In advance of his visit, we were made to clean our dwellings, and then those of the teachers, and finally the road leading into Pinyudo. It was decided that the stones lining the road should be painted, and thus paint was distributed and the stones were made white and red and blue, alternating. On the day of the visit, the camp had never looked so beautiful. I was proud. I can remember the feeling still; we were capable of this, the creation of a life from nothing.

On the day of the visit, the residents of Pinyudo were frantic. I had never seen the elders so nervous and wild eyed. Garang's visit was to take place in the parade grounds, and everyone would be there. As Moses and I gathered in the morning with the rest of the camp, the crowd grew far beyond my imagining. This was the first time I had seen the camp's entire human volume, perhaps forty thousand of us, in one place, and the sight was impossible to take in. SPLA soldiers were everywhere-hundreds of them, from teenage boys to the most battle-hardened men.

The sixteen thousand or so of us unaccompanied boys were seated directly in front of the microphone and while we waited for John Garang, the forty thousand assembled refugees from Sudan sang songs. We sang traditional songs of southern Sudan, and we sang new songs composed for the occasion. One of the unaccompanied boys had composed lyrics for this assembly:

Chairman John Garang

,

Chairman John Garang

,

A chairman as brave as the buffalo, the lion, and tiger

In the land of Sudan

How would Sudan be liberated if not by the mighty power we possess?

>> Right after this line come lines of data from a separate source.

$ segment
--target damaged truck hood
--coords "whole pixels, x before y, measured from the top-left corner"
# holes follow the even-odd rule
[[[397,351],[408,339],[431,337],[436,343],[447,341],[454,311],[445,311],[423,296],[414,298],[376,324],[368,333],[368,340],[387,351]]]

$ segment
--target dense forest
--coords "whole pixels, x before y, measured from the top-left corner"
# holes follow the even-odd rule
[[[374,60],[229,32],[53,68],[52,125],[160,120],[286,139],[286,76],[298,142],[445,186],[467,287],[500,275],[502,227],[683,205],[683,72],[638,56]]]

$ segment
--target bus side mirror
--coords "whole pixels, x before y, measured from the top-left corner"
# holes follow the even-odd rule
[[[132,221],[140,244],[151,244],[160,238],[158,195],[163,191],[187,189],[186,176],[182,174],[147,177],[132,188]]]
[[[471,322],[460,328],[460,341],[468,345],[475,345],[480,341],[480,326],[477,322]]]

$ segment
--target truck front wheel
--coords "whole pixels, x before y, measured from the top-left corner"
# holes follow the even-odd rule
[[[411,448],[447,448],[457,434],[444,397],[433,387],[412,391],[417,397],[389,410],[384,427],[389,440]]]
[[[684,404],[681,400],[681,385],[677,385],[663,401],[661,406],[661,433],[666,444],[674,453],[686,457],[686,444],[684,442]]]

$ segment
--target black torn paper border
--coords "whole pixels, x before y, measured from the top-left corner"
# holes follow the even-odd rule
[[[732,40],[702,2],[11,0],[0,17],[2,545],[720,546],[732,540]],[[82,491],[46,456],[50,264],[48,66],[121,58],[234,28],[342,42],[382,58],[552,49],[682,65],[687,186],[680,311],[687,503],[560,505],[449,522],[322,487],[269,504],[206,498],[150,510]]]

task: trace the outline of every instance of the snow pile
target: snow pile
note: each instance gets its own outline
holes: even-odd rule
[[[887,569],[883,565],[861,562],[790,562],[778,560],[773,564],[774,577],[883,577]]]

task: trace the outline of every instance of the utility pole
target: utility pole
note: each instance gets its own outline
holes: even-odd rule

The immense power the Chairman possesses

Look at the Sudan! It resembles the ruins of the Dark Ages

Look at the Chairman-the Doctor!

He's carrying a sophisticated gun

Look at John Garang

,

He's carrying a sophisticated gun

All the roots are uprooted

All the roots are uprooted

Sadiq El Mahdi remaining a single root

And John will uproot him in our land

We will struggle to liberate the land of Sudan

We will! With the AK-47

The battalions of the Red Army will come

We'll come

Armed with guns in the left hand

And pens in the right hand

To liberate our home, oh, ooo!

When the song was sung it began again and once more and finally the guards arrived, the advance guards who heralded the arrival of Garang himself. Thirty of them strode into the parade grounds and surrounded the staging area, all of them armed with AK-47s and looking with suspicion and displeasure at us.